Dat mondkapjes een maatschappelijk aanvaard middel zijn, is nog maar de vraag. Er heeft een heel aantal demonstraties tegen de coronamaatregelen plaatsgevonden, waaronder de mondkapjesmaatregel, en zoals reeds genoemd wordt er tot op heden heftig gediscussieerd over de werking van de mondkapjes. Zo’n ‘maatschappelijk aanvaard middel’ is het mondkapje dus niet. Daarnaast wordt aangegeven dat het mondkapje kán bijdragen aan veiligheid en gezondheid: het is dus niet per definitie aangetoond dat dit inderdaad zo is, wat de inbreuk op de persoonlijke levenssfeer eventueel nog groter zou kunnen maken. U wordt immers verplicht een mondkapje te dragen, terwijl dit misschien wel niets bijdraagt.

Al met al blijkt dat bij slechts één gerechtelijke uitspraak over de mondkapjesplicht al een aanzienlijk aantal vraagtekens kan worden gezet.

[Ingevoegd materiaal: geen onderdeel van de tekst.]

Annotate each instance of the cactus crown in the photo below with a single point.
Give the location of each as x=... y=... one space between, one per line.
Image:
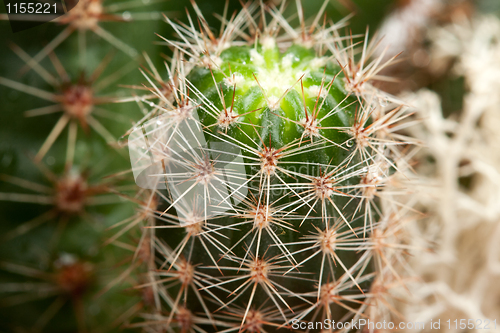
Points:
x=270 y=150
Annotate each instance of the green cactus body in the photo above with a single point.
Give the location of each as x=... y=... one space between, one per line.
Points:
x=286 y=229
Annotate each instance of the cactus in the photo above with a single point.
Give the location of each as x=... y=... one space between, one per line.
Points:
x=276 y=163
x=270 y=168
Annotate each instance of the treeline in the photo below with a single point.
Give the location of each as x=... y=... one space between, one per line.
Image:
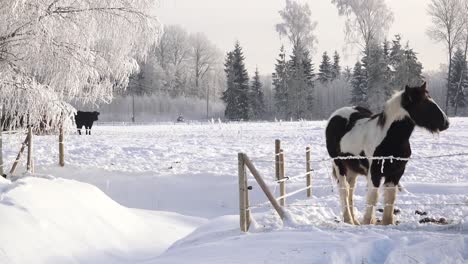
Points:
x=181 y=64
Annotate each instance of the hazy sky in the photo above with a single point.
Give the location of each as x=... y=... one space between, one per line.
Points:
x=252 y=22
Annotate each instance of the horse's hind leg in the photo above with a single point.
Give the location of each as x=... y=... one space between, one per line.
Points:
x=343 y=188
x=390 y=190
x=351 y=177
x=371 y=202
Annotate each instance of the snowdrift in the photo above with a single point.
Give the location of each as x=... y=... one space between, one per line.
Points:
x=52 y=220
x=220 y=241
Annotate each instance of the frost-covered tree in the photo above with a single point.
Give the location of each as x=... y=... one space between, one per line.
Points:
x=300 y=84
x=204 y=57
x=52 y=52
x=257 y=101
x=448 y=24
x=359 y=86
x=367 y=21
x=325 y=73
x=407 y=70
x=236 y=96
x=297 y=24
x=347 y=73
x=336 y=67
x=377 y=76
x=280 y=85
x=457 y=94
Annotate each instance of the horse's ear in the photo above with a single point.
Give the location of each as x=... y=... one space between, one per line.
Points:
x=424 y=86
x=407 y=93
x=407 y=89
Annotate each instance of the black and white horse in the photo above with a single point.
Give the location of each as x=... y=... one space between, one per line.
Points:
x=355 y=131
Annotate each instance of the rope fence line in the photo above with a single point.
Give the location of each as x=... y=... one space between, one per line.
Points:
x=383 y=158
x=278 y=203
x=268 y=205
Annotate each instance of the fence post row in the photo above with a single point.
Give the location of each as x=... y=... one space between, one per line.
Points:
x=242 y=193
x=61 y=147
x=308 y=173
x=283 y=182
x=29 y=164
x=263 y=185
x=277 y=158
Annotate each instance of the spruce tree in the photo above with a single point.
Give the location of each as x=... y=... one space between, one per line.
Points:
x=413 y=67
x=358 y=86
x=375 y=72
x=257 y=104
x=459 y=81
x=279 y=78
x=300 y=83
x=336 y=67
x=348 y=73
x=407 y=70
x=236 y=96
x=387 y=71
x=325 y=69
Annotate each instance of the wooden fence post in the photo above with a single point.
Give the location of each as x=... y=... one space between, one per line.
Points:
x=264 y=187
x=308 y=171
x=242 y=193
x=247 y=203
x=282 y=176
x=277 y=158
x=2 y=171
x=18 y=157
x=29 y=164
x=61 y=148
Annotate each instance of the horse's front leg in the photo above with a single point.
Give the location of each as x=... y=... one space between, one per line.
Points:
x=371 y=203
x=352 y=177
x=343 y=188
x=390 y=191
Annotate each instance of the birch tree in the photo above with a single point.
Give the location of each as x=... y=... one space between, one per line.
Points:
x=297 y=25
x=52 y=52
x=447 y=27
x=367 y=21
x=204 y=57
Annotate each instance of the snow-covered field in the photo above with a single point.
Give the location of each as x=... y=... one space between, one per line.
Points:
x=168 y=193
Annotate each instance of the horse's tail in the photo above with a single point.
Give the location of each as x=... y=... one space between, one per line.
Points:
x=336 y=128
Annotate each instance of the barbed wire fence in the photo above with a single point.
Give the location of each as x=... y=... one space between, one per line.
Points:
x=278 y=203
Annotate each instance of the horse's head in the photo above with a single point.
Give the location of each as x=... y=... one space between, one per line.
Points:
x=423 y=109
x=95 y=115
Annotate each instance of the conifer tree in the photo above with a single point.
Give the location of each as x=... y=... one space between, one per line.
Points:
x=375 y=70
x=459 y=81
x=325 y=69
x=257 y=104
x=407 y=70
x=358 y=86
x=336 y=67
x=279 y=78
x=236 y=96
x=300 y=83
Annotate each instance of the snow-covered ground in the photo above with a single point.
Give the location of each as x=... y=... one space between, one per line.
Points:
x=171 y=179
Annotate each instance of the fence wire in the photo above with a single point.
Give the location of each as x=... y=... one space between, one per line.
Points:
x=267 y=204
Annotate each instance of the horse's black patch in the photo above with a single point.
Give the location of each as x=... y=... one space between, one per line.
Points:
x=424 y=112
x=360 y=166
x=381 y=118
x=337 y=127
x=396 y=143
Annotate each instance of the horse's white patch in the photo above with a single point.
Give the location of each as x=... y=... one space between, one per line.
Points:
x=367 y=134
x=344 y=112
x=390 y=191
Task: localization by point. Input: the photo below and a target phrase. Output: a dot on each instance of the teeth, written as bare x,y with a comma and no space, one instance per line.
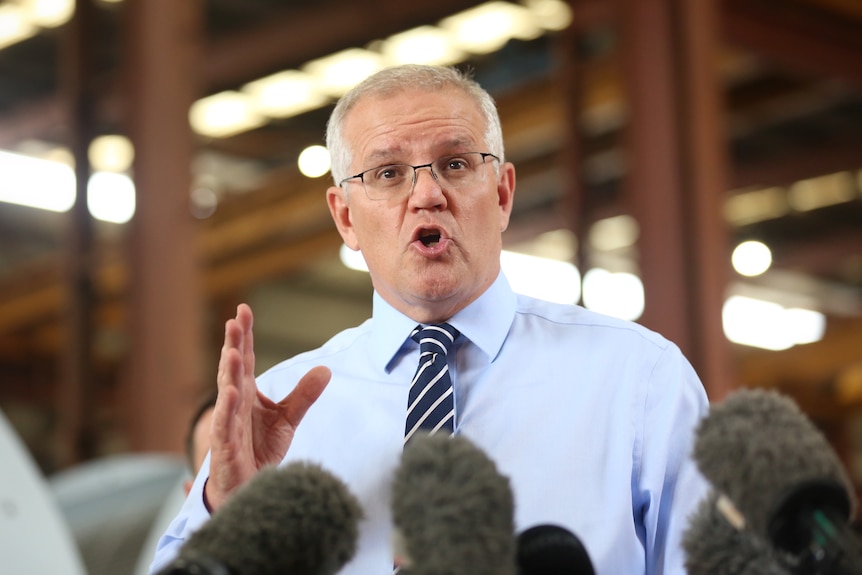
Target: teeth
430,238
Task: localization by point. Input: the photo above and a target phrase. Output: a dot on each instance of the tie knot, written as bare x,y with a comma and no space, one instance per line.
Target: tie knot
435,338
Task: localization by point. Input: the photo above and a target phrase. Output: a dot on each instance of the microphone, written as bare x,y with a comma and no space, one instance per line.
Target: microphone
713,546
453,512
552,550
777,478
295,520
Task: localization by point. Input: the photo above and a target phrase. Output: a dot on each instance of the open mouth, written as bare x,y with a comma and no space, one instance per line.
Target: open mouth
429,237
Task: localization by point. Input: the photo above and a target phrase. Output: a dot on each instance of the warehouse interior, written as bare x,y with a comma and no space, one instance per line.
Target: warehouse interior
650,137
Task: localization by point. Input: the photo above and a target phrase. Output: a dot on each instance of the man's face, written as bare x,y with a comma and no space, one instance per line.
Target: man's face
425,281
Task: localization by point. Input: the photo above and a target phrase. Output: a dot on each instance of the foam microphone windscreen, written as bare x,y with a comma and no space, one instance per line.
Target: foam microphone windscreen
294,520
713,546
757,447
453,511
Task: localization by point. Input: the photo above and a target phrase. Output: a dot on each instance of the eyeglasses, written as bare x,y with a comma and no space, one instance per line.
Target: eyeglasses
456,172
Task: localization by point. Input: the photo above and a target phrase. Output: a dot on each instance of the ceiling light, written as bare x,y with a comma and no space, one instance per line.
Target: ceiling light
550,14
314,161
617,294
14,25
768,325
614,233
751,258
224,114
352,259
111,197
422,45
542,278
341,71
822,191
36,183
287,93
754,206
49,13
487,27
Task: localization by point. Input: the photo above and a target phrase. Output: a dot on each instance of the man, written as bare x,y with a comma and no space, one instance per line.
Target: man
590,417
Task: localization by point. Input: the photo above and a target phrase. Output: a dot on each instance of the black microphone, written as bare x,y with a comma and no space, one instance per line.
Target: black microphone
453,512
780,479
552,550
295,520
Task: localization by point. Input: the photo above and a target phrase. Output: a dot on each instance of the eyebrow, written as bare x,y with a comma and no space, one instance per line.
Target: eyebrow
384,156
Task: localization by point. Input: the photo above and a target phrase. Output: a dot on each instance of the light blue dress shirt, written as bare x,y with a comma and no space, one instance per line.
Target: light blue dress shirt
591,418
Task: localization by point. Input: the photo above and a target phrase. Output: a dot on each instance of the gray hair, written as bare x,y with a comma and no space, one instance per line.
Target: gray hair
399,78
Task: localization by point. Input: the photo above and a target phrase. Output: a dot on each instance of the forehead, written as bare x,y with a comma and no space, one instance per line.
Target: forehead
414,122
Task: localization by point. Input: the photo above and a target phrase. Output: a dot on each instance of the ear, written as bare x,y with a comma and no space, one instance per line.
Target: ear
339,206
506,193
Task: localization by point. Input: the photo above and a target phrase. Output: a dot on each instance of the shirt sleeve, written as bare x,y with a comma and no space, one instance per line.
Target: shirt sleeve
670,483
191,516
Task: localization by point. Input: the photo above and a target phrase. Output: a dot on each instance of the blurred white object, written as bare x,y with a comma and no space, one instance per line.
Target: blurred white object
34,539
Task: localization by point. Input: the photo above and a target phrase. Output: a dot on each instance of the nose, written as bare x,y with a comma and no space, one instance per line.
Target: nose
416,174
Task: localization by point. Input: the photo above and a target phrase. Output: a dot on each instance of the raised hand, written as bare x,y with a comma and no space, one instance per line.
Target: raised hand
250,431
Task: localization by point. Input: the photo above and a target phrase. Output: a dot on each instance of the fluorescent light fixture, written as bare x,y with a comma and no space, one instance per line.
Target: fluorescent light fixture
822,191
14,25
225,114
487,27
617,232
339,72
422,45
751,258
111,197
768,325
618,294
542,278
49,13
36,183
314,161
111,153
50,185
550,14
352,259
285,94
754,206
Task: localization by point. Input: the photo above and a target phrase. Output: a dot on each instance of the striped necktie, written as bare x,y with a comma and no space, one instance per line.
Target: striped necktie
430,405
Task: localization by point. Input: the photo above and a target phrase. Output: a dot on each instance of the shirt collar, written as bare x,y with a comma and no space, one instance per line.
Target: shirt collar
485,322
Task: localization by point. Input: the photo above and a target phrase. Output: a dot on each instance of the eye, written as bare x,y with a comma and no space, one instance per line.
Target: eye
388,174
455,164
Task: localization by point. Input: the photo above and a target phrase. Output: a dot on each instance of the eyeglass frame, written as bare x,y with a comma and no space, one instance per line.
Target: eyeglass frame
361,175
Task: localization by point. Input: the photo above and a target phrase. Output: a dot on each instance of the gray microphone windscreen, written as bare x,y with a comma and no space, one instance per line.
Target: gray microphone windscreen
452,509
757,447
294,520
713,546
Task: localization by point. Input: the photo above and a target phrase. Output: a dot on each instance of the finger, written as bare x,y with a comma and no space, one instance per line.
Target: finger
305,393
245,320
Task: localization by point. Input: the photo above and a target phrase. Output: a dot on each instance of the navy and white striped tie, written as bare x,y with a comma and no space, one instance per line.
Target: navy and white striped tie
430,405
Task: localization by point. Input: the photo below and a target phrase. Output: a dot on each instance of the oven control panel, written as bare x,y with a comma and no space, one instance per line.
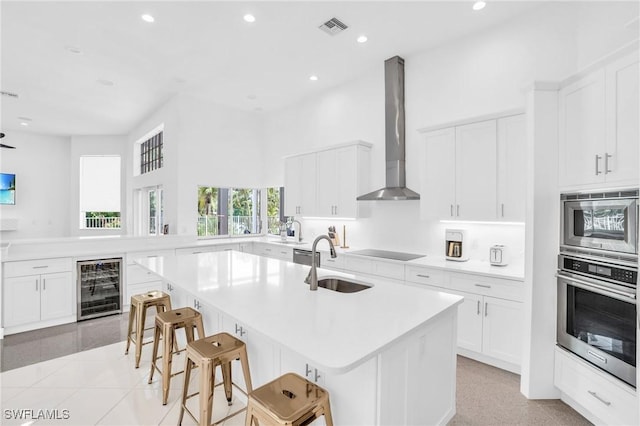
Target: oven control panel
616,273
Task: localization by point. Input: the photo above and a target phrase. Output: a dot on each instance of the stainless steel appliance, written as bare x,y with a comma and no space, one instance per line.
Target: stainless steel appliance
303,257
601,223
99,287
597,312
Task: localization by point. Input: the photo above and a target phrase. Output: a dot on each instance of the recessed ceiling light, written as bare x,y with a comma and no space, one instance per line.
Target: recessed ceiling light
73,49
479,5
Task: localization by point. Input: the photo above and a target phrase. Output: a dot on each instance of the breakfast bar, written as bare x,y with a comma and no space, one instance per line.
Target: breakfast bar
386,354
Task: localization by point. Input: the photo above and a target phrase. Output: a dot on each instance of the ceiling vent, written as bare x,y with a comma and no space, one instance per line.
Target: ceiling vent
333,26
10,94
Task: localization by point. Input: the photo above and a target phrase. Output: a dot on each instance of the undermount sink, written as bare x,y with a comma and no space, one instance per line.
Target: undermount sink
342,286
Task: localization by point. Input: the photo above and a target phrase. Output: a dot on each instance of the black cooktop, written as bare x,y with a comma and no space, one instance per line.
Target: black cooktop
387,254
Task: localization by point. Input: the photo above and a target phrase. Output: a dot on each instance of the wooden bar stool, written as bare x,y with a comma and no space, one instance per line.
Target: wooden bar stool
166,325
206,354
288,400
138,314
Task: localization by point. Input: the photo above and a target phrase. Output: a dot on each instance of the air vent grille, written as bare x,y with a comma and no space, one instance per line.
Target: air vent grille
333,26
11,94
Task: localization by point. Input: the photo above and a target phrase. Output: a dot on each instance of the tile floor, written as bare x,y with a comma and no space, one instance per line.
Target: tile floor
84,378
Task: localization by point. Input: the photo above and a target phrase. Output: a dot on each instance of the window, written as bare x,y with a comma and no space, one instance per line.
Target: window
151,156
275,210
228,211
100,192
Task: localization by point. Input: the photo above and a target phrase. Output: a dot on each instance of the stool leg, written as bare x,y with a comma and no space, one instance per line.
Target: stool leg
140,318
226,380
167,357
132,315
154,355
207,377
185,391
244,361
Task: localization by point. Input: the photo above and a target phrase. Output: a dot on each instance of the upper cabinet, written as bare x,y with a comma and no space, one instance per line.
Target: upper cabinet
598,127
475,171
326,183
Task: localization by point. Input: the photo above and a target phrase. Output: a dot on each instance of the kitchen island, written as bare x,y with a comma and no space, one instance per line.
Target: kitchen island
387,354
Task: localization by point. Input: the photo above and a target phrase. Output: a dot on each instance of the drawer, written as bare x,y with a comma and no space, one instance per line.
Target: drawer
608,399
358,264
422,275
137,274
389,270
488,286
37,267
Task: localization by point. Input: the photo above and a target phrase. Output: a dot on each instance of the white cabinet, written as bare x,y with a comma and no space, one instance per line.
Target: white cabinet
596,395
300,185
460,173
37,294
326,183
598,127
512,138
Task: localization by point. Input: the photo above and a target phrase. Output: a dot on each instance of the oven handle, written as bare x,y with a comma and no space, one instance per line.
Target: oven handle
600,289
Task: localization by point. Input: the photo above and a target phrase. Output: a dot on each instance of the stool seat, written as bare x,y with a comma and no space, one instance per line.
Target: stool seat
207,354
288,400
166,325
138,314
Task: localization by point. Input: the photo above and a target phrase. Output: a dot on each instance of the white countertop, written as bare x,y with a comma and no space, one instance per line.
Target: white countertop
335,331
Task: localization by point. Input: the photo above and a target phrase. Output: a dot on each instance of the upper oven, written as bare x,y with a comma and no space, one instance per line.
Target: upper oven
601,222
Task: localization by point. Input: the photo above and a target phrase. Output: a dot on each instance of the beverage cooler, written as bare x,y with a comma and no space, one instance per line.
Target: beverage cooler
99,288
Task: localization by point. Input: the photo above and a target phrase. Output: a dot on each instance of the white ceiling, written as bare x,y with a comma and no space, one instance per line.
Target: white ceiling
203,48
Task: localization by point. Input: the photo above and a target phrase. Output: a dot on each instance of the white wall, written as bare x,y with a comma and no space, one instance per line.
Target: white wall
41,164
93,145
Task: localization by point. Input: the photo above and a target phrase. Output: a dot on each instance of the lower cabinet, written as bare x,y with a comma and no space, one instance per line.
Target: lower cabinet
599,397
32,301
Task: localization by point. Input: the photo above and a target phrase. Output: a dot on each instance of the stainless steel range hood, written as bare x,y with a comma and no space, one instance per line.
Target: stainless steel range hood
395,188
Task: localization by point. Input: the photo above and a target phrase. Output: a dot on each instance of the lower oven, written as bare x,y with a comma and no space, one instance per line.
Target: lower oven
597,313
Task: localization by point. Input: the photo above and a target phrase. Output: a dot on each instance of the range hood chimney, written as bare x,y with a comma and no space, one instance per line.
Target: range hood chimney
395,188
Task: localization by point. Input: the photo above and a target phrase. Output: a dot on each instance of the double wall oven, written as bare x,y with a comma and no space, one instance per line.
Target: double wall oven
597,280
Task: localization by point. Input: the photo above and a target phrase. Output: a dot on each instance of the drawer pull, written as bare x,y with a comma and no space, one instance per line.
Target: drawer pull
599,398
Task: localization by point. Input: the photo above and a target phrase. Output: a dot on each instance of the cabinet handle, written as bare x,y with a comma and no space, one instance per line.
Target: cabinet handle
599,398
598,158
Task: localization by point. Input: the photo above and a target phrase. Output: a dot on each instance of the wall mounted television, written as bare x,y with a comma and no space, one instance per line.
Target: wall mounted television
7,188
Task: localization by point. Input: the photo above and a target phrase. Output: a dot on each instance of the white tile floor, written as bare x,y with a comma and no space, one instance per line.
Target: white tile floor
99,387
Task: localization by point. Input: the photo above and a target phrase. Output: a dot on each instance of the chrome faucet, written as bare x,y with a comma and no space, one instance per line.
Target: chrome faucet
312,277
299,229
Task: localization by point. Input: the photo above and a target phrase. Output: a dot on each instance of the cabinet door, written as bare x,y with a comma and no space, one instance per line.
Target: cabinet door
512,139
582,131
623,129
502,333
56,296
469,321
438,176
476,162
21,300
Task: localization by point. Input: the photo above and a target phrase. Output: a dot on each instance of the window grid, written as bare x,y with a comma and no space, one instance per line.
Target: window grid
151,154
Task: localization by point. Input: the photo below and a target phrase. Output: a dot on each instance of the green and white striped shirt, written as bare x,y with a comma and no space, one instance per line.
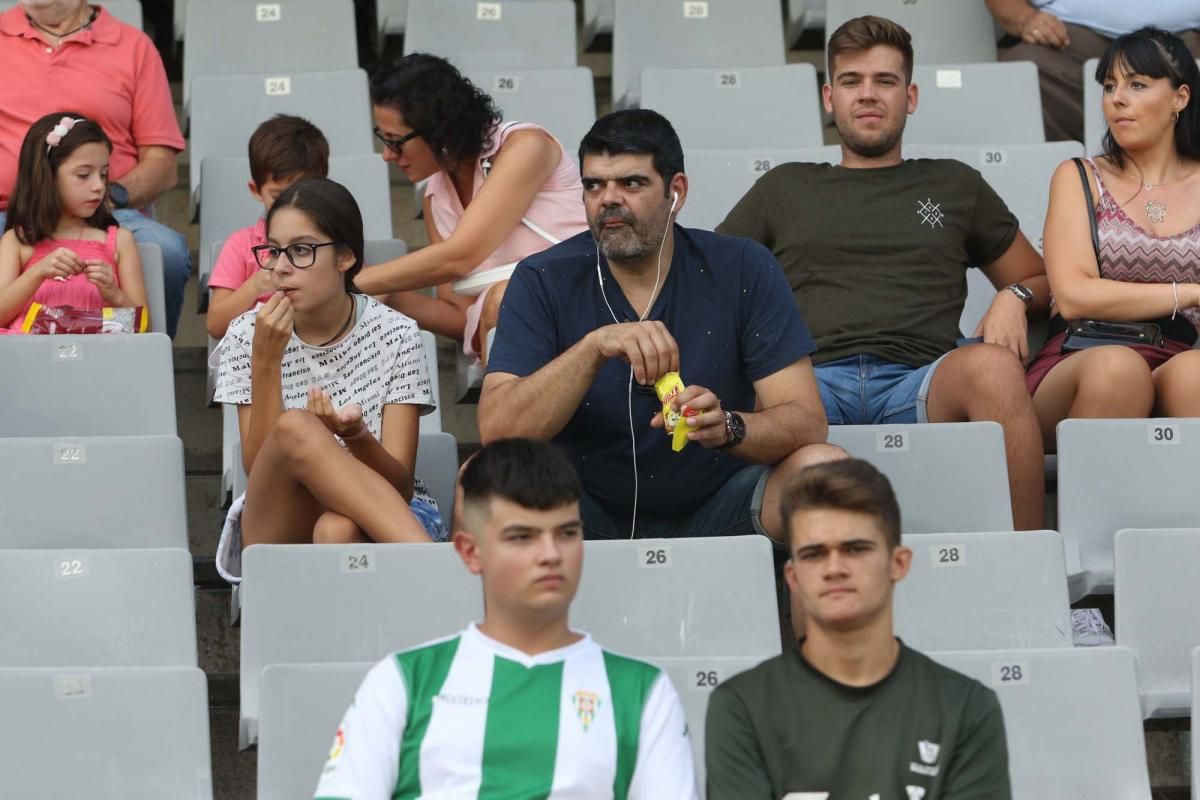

Het is nog maar de vraag of het weigeren van een mondkapje een non-actiefstelling en opschorting van de loonbetaling rechtvaardigt. Hoe de rechter gaat oordelen in een bodemprocedure en wat de vaste lijn van jurisprudentie zal worden met betrekking tot het verplichten van werknemers tot het dragen van een mondkapje, moet nog maar blijken.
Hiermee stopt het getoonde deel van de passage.